Function of BKCa channels is reduced in human vascular smooth muscle cells from Han Chinese patients with hypertension.

机构信息

Key Laboratory of Medical Electrophysiology, Ministry of Education of China, and the Institute of Cardiovascular Research, Luzhou Medical College, Luzhou, Sichuan, China.

出版信息

Hypertension. 2013 Feb;61(2):519-25. doi: 10.1161/HYPERTENSIONAHA.111.00211. Epub 2012 Dec 10.

Abstract

Chronic hypertension is associated with an impaired vascular relaxation caused by an increased vascular tone; however, the underlying mechanisms are not fully understood in human patients. The present study was to investigate whether large-conductance Ca(2+)- and voltage-activated K(+) (BK(Ca)) channels are involved in dysfunctional relaxation of artery in Han Chinese patients with hypertension using the perforated patch clamp, inside-out single-channel, and macromembrane patch recording techniques to determine whole-cell current, spontaneous transient outward current, open probability, and Ca(2+) sensitivity and the reverse transcription polymerase chain reaction and Western blot analysis to examine the gene and protein expression of α-subunit (KCa1.1) and β1-subunit (KCNMB1) of BK(Ca) channels in isolated human vascular smooth muscle cells and mesenteric arteries from normotensive and hypertensive patients.
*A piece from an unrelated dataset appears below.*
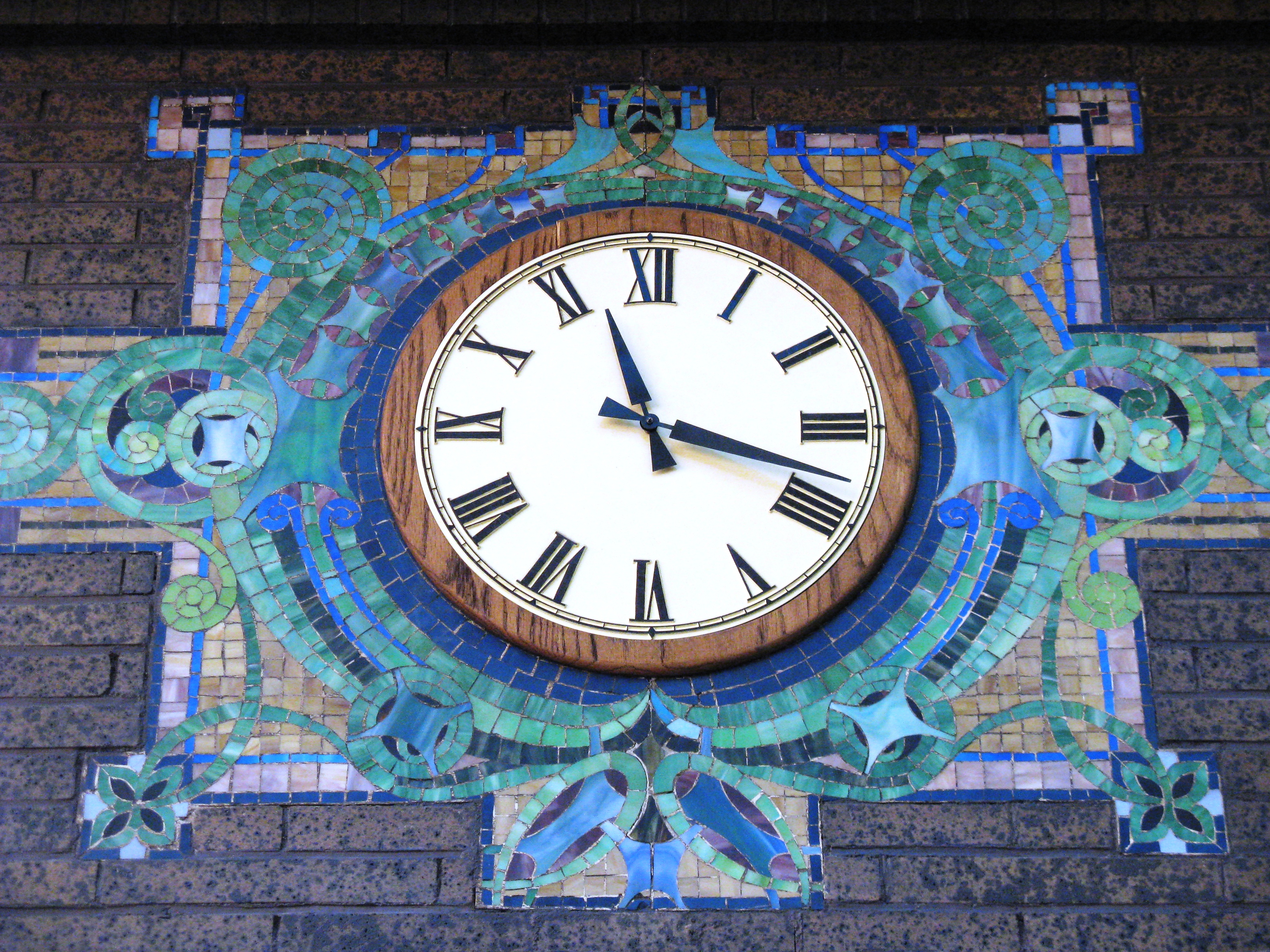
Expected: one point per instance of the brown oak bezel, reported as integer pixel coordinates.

It was found that whole-cell current density, spontaneous transient outward current, and Ca(2+) sensitivity, but not single-channel open probability and slope conductance, were significantly decreased in vascular smooth muscle cells from patients with hypertension. Interestingly, mRNA and protein levels of KCNMB1, but not KCa1.1, were reduced in the arterial tissue from patients with hypertension. These results demonstrate for the first time that whole-cell current, spontaneous transient outward current, and Ca(2+) sensitivity of BK(Ca) channels are reduced in human vascular smooth muscle cells, which resulted from downregulation of β1-subunit of the channel. This may account, at least in part, for the dysfunction of artery relaxation in Han Chinese patients with primary hypertension.

摘要

慢性高血压与血管张力增加引起的血管舒张功能障碍有关;然而,在人类患者中,其潜在机制尚未完全阐明。本研究旨在使用穿孔膜片钳、内面向单通道和大膜片记录技术,探讨大电导钙激活电压门控钾(BK(Ca))通道是否参与了汉族高血压患者动脉功能障碍性舒张。通过全细胞电流、自发性瞬间外向电流、开放概率以及钙敏感性的测定,反转录聚合酶链反应和Western blot 分析,检测分离的人血管平滑肌细胞和正常血压及高血压患者肠系膜动脉中 BK(Ca)通道的α亚基(KCa1.1)和β1亚基(KCNMB1)的基因和蛋白表达。结果发现,高血压患者血管平滑肌细胞的全细胞电流密度、自发性瞬间外向电流和钙敏感性显著降低,但单通道开放概率和斜率电导没有显著降低。有趣的是,高血压患者动脉组织中 KCNMB1 的 mRNA 和蛋白水平降低,而 KCa1.1 没有降低。这些结果首次表明,BK(Ca)通道的全细胞电流、自发性瞬间外向电流和钙敏感性在人血管平滑肌细胞中降低,这是由于通道的β1亚基下调所致。这至少可以部分解释汉族原发性高血压患者动脉舒张功能障碍的原因。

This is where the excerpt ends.